Trains to Jesus: Part 3

The rest of our weekend in Haarlem was blessed and taught me so much. We even had the chance to visit the chapel of Our Lady of All Nations on December 12, which was Our Lady of Guadalupe’s memorial. I felt so honored that we were able to visit on one of Mary’s special days! It was especially powerful for me since Our Lady of All Nations played a huge role in my discernment process of becoming a European missionary.  

Sunday’s Life Night quickly came and went, and then, it was time for us to get on another set of trains to travel home. The journey started off well. We were accompanied to the station by some friends who helped us find the train we needed. They also warned us that we would only have 2-5 minutes to catch our connecting train in Amsterdam. As soon as our train reached the station, Ashley and I jumped out and raced to catch our next train. We found the right platform and could see our train in the distance. We ran, carrying all of our heavy luggage. It seemed as if we couldn’t run fast enough, though; people were racing past us to get to the train.

The handle on Ashley’s bag had broken over the weekend, so it was an extra challenge for her to carry it. I had my own difficulties, as well, as I was carrying our heaviest bag. I was also still in recovery from being very sick and it was incredibly hard for me to breathe. So, Ashley was able to run faster than me. I looked around and saw people waiting for their trains. I knew that time was running out and then thought to myself that we might be able to make the train if a strong man could carry my suitcase for me. So, I decided to ask for help.

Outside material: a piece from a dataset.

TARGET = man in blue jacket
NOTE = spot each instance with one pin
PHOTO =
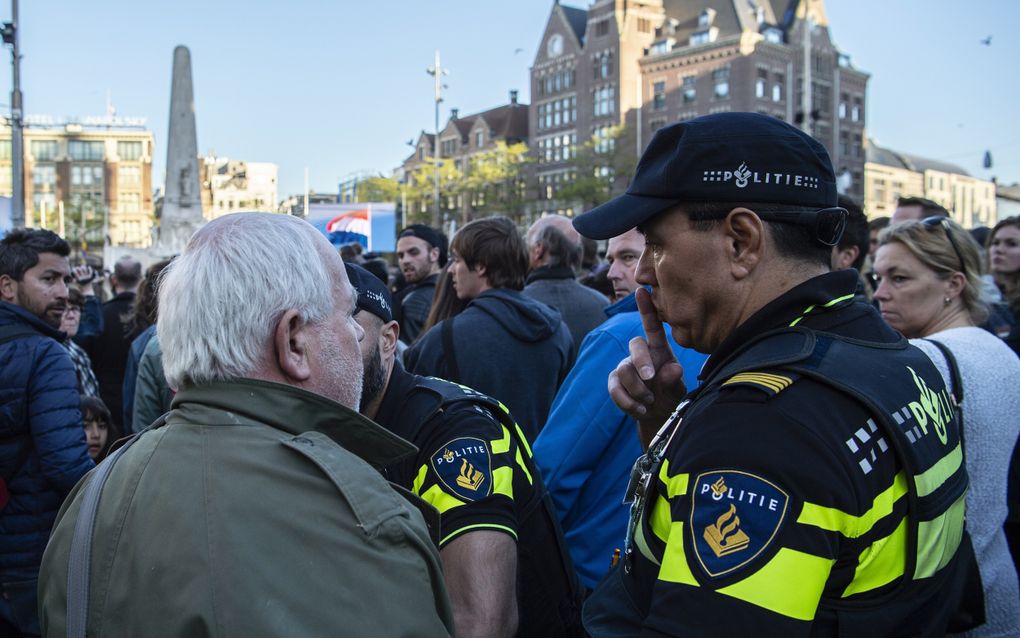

Due to the high level of adrenaline running through my system, my “asking” came out as a half-way scream (in English) for help. As you might have guessed, it wasn’t answered.

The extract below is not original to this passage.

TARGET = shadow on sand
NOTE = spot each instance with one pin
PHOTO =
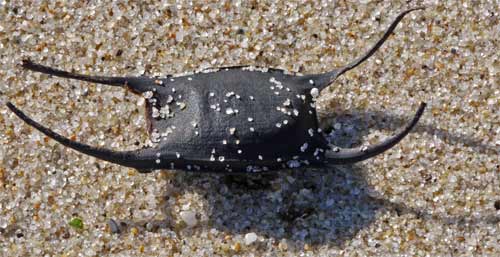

I kept running; I couldn’t breathe, but I kept running. I saw that Ashley had reached the train. She was sweetly encouraging me to keep going. Then, it seemed as if I couldn’t keep running. I felt like I was going to collapse. But, I didn’t. I persevered and made it to the train. It was a beautiful yellow color with dirt clouding the paint and the red break lights were such a great sight to see. Suddenly, I realized that the doors had already closed. I screamed for someone to open the door, but it didn’t work. (By this point, I should have gotten the hint that screaming in a train station doesn’t do much good). Then, the train began to chug away. I fell to the ground and shouted “NOOOOOO” in a very dramatic tone. I was coughing so badly. My lungs were such a mess that I was coughing up phlegm. There we were; two girls, at night, in the Amsterdam train station.

Thankfully, there was one last train that was going to our destination that night. We caught it and finally arrived in Sittard at 12:45am. Ashley and I were so excited to get off the train. We grabbed our stuff and waited for it to stop. When the train came to a halt, we pushed the button for the doors to open. We waited. We waited longer. And, we waited still longer. The doors didn’t open. We tried a different button, and that didn’t work either. Our already panicked minds began to fly into a frenzy as we knew that we probably only had 2 minutes to get off the train before it kept going to the next city. We decided to run into a different train car; those doors wouldn’t open either. We felt so alone, stuck in a train in the middle of the night. I dropped my stuff so as to seek help. I found one man sitting in the car and asked if he could help us open the doors. He came running. The doors opened. Then, he asked if everyone was okay as I had given him the impression that someone was dying because I was so frantic!  

Other than completely embarrassing myself that night, the Lord taught me something very important. I learned that sometimes the Lord permits suffering, frustration, and loneliness so that we get to the point where the only thing we can do is scream out for His help. So often, I try to control my life. That night I was not able to control anything. I could only rely on the Lord, and I fought Him. I hated it. I felt sick. I was embarrassed by my screaming like a mad-woman in the train station. I wanted to be in control. But, I wasn’t; He was. We got home safely and unharmed that night. He was and is in control. He showed me that I am completely helpless when I am left to my own devices; I need Him.